Neste ano, a Rede Penssan (Rede Brasileira de Pesquisa em Soberania e Segurança Alimentar e Nutricional) divulgou os dados da nova edição da pesquisa Olhe para a fome, que aponta para o aumento da insegurança alimentar na casa dos brasileiros.
Segundo o relatório, o número de famílias sem ter o que comer todos os dias saltou de 19,1 milhões de pessoas em 2021 para 33,1 milhões de pessoas em 2022. São 14 milhões de brasileiros a mais sem direito à alimentação em pouco mais de um ano.
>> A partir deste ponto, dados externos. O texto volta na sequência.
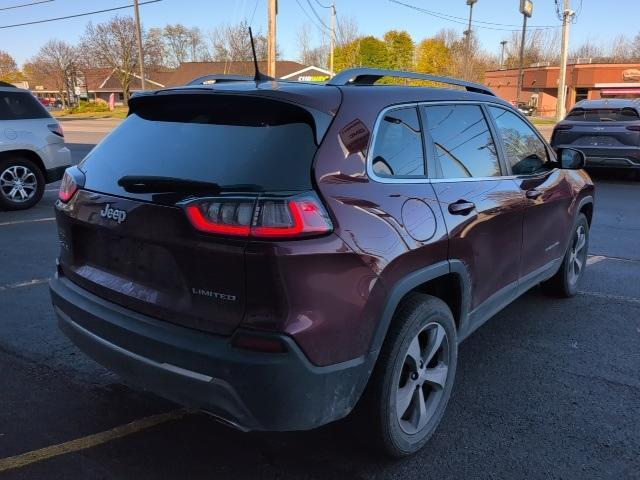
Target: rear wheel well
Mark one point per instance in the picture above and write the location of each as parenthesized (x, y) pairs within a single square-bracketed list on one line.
[(447, 288), (587, 210), (30, 154)]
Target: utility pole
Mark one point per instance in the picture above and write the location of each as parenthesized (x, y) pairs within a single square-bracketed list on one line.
[(562, 81), (332, 41), (468, 68), (503, 43), (139, 39), (526, 9), (271, 41)]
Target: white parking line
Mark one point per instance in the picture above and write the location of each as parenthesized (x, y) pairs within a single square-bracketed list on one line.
[(28, 283), (35, 220), (612, 297)]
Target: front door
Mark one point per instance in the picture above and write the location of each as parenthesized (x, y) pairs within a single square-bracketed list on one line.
[(482, 209), (547, 215)]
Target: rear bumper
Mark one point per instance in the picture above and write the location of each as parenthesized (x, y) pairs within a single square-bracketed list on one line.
[(610, 157), (251, 390)]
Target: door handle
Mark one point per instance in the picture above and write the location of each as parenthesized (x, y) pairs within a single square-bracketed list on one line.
[(461, 207), (533, 194)]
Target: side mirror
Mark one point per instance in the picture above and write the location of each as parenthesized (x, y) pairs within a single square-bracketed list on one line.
[(571, 159)]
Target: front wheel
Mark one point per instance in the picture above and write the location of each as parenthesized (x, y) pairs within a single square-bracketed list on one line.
[(414, 375), (565, 282), (21, 184)]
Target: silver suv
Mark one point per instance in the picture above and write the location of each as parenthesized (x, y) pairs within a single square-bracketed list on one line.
[(32, 149)]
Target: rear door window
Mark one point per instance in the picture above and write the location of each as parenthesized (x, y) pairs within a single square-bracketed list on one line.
[(238, 142), (21, 106), (526, 153), (462, 140), (627, 114), (398, 148)]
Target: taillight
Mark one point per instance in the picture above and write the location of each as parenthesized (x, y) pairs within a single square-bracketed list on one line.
[(56, 128), (266, 217), (68, 188)]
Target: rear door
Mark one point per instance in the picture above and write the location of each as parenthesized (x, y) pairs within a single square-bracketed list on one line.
[(547, 215), (482, 208), (137, 248)]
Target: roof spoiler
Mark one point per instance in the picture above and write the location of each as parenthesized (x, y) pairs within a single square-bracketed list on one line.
[(368, 76), (219, 78)]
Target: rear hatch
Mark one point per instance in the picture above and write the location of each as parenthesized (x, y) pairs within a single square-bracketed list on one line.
[(596, 128), (132, 242)]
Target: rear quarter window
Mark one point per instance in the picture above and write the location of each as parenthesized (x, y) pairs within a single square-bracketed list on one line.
[(21, 106)]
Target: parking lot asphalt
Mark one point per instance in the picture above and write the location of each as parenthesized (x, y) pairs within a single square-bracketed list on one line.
[(548, 388)]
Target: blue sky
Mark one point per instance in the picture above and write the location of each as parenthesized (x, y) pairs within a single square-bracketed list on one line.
[(599, 20)]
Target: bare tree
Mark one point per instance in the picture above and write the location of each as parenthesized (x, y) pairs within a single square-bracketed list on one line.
[(230, 43), (113, 44), (8, 67), (55, 63)]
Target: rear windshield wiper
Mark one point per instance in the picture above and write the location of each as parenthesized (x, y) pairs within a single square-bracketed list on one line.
[(154, 184)]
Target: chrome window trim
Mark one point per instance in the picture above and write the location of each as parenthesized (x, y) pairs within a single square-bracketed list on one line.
[(425, 179)]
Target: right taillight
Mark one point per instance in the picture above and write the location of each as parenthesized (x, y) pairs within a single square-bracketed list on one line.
[(267, 217), (68, 188)]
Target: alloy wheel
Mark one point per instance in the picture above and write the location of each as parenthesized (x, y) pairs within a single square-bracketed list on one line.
[(423, 378), (18, 183), (577, 254)]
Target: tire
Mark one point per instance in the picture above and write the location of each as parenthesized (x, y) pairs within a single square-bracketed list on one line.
[(27, 177), (565, 282), (399, 386)]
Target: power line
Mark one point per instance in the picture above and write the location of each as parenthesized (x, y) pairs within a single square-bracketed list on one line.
[(461, 21), (76, 15), (317, 16), (322, 30), (25, 5)]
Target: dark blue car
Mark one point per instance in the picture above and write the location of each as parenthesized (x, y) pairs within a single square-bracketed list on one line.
[(607, 131)]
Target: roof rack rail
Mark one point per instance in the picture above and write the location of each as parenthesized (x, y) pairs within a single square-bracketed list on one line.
[(219, 78), (368, 76)]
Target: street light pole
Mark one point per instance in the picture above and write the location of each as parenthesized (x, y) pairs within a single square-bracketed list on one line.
[(468, 34), (503, 43), (526, 8), (271, 41), (139, 39), (562, 81)]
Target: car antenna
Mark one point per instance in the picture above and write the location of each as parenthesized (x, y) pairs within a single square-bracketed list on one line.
[(258, 76)]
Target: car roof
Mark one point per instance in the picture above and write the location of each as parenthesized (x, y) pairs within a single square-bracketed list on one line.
[(609, 103), (327, 98)]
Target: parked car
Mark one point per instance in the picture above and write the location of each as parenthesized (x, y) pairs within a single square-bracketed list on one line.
[(526, 109), (32, 149), (279, 253), (607, 131)]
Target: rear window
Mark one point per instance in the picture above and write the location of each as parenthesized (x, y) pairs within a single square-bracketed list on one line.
[(603, 115), (242, 142), (20, 106)]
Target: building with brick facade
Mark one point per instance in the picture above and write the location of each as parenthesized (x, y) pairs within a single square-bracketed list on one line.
[(584, 81)]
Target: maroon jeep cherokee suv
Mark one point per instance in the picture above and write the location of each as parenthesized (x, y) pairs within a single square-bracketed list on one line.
[(278, 254)]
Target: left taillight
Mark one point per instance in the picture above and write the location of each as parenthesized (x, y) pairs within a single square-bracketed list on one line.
[(68, 188), (267, 217), (56, 128)]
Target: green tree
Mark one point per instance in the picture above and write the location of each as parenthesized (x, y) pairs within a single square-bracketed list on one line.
[(400, 49), (433, 56)]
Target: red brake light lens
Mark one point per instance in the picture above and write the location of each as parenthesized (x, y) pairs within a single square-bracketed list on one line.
[(228, 216), (268, 217), (68, 188)]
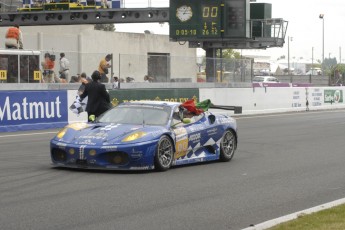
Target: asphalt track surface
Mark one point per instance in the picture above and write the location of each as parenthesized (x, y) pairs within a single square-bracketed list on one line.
[(284, 163)]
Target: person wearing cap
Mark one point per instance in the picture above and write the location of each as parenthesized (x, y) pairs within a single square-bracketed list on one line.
[(98, 98), (64, 67), (14, 38), (104, 66)]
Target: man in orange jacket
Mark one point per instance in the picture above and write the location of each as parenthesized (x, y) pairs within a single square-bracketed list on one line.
[(14, 38)]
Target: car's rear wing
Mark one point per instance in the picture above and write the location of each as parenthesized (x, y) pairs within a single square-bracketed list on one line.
[(236, 109)]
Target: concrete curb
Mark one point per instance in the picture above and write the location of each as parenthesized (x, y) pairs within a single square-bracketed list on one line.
[(271, 223)]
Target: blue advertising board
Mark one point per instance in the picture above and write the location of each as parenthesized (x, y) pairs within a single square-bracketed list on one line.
[(30, 110)]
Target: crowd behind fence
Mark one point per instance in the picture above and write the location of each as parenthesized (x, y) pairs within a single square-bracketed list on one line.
[(133, 68)]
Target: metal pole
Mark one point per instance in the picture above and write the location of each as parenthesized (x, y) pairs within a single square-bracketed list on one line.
[(340, 55)]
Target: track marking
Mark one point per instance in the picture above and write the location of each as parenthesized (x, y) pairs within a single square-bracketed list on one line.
[(27, 134)]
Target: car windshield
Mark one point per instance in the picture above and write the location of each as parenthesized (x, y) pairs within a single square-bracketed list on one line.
[(137, 114), (258, 79)]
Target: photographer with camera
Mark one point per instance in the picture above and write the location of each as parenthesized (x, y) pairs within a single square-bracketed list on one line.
[(98, 98), (103, 68)]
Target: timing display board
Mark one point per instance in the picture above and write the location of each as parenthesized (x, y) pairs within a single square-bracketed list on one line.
[(193, 19)]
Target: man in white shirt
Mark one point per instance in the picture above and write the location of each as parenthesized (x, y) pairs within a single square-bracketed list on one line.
[(64, 67)]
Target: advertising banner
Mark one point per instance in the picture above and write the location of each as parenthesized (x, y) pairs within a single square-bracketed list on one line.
[(172, 95), (333, 96), (30, 110)]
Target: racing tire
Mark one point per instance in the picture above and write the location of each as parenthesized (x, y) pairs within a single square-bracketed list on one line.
[(164, 154), (228, 146)]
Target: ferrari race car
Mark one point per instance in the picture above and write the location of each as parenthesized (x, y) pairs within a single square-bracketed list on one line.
[(145, 135)]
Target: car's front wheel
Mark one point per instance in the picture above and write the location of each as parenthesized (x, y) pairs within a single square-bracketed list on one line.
[(228, 145), (164, 154)]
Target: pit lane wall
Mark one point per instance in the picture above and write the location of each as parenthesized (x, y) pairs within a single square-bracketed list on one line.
[(44, 109)]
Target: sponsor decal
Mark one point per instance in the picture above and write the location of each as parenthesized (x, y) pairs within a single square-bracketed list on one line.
[(29, 107), (212, 131), (195, 137), (109, 148), (181, 142), (87, 142), (316, 97), (78, 126), (333, 96), (223, 120), (196, 127), (109, 127)]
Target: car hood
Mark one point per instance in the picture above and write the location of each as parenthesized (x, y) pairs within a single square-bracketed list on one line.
[(106, 133)]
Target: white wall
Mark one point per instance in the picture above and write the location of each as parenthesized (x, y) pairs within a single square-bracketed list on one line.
[(95, 44), (276, 99)]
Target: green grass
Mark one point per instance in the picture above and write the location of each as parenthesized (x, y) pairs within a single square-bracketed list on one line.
[(328, 219)]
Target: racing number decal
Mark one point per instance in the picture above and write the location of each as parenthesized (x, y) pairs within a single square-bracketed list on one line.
[(181, 142), (37, 75), (3, 75), (181, 148)]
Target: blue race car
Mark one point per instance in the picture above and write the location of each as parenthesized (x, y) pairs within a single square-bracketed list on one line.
[(145, 135)]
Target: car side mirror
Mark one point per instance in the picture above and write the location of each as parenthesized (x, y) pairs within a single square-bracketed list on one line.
[(211, 118)]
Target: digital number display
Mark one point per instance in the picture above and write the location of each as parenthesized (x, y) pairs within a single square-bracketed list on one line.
[(191, 19), (211, 23)]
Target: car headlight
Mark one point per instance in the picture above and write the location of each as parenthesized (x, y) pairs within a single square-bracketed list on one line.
[(134, 136), (61, 133)]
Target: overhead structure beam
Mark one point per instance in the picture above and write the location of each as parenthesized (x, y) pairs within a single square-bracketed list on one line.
[(72, 17)]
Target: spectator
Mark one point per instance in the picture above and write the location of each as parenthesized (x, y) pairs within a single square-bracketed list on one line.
[(129, 79), (84, 80), (116, 83), (74, 79), (103, 68), (48, 68), (64, 67), (98, 98), (14, 38)]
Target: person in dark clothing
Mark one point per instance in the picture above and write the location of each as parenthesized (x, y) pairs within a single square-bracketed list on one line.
[(98, 97)]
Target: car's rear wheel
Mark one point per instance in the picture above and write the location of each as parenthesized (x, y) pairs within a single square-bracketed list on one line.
[(228, 145), (164, 154)]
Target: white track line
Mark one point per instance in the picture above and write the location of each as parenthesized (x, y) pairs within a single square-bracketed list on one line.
[(274, 222)]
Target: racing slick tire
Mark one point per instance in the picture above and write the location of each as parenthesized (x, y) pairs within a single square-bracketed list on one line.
[(164, 154), (228, 146)]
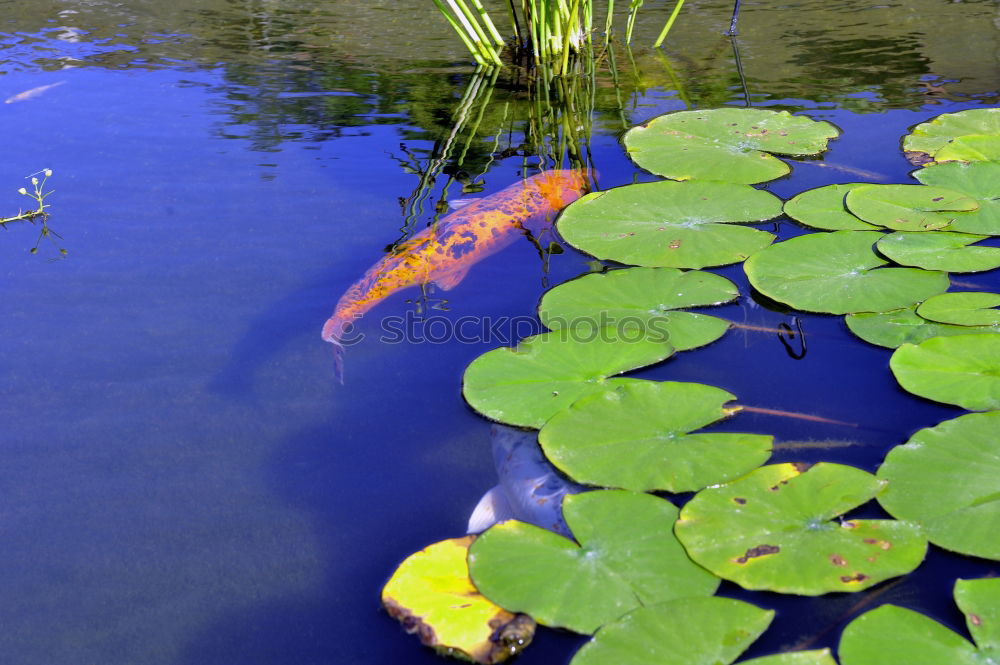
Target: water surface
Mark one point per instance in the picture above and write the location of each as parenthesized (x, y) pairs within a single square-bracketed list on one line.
[(183, 481)]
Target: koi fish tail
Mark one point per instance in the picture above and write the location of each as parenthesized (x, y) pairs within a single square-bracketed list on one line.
[(333, 332)]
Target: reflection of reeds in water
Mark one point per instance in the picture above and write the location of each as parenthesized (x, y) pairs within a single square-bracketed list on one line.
[(550, 32), (546, 119)]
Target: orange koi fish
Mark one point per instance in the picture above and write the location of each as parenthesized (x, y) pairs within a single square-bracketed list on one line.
[(443, 253)]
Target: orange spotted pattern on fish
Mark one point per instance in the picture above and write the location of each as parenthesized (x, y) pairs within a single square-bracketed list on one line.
[(444, 252)]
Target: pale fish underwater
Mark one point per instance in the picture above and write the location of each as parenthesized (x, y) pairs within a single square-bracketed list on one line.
[(530, 488), (444, 252)]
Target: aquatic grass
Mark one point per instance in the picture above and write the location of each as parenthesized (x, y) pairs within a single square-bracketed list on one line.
[(551, 32)]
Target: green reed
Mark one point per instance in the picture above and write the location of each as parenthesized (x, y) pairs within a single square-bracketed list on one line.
[(550, 32)]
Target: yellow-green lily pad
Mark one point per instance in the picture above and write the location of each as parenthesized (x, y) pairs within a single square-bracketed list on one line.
[(431, 595), (726, 144)]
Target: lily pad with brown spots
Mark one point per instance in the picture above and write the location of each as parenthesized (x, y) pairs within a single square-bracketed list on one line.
[(776, 529)]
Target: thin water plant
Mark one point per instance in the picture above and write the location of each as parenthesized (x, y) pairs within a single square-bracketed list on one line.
[(38, 213)]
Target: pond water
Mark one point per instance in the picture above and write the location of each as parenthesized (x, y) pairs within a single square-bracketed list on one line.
[(183, 480)]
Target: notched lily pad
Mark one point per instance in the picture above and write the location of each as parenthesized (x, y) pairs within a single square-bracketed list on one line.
[(692, 631), (947, 478), (838, 273), (891, 635), (897, 327), (670, 224), (964, 308), (908, 207), (929, 137), (939, 250), (627, 556), (641, 299), (970, 148), (546, 373), (963, 370), (729, 144), (774, 529), (638, 437), (981, 181), (823, 208), (431, 595)]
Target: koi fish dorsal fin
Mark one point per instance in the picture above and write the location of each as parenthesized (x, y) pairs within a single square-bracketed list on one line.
[(450, 280), (492, 508)]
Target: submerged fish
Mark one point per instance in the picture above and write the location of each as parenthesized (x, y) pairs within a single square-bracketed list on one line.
[(444, 252), (530, 488), (32, 93)]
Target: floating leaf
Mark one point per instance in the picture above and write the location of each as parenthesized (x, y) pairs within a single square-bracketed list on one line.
[(638, 437), (641, 299), (627, 556), (546, 373), (929, 137), (823, 208), (939, 250), (891, 329), (838, 273), (962, 370), (908, 207), (891, 635), (728, 144), (979, 600), (432, 595), (947, 478), (773, 529), (670, 224), (689, 631), (966, 308), (981, 181), (970, 148)]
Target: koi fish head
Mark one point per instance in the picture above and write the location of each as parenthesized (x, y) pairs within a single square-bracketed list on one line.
[(563, 186)]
O economista e pesquisador do Centro de Estudos Periféricos da Unifesp Cleberson da Silva Pereira explica que o aumento no preço do óleo de cozinha está ligado à diminuição da oferta do petróleo, já que o óleo de soja também pode ser utilizado para produzir biocombustíveis, uma opção mais barata em relação a gasolina e ao diesel.
No caso do leite, o professor explica que o aumento se dá porque o preço da ração das vacas também aumentou. Consequentemente, ficou mais caro para o produtor manter os animais, e o custo dessa demanda foi repassado para o consumidor final.
De um modo geral, mudanças climáticas, alto custo de produção e diminuição da oferta de matéria-prima por causa da guerra entre Rússia e Ucrânia têm impactado o preço desses produtos.
"Além das causas já citadas para o leite e óleo de soja, a cesta básica aumentou porque o preço dos combustíveis estava muito alto, especialmente o óleo diesel. Esse item impacta toda a cadeia logística e o preço final dos produtos. Quem acaba sofrendo mais com o aumento do preço dos itens da cesta básica é a população que ganha até três salários mínimos preferencialmente", diz.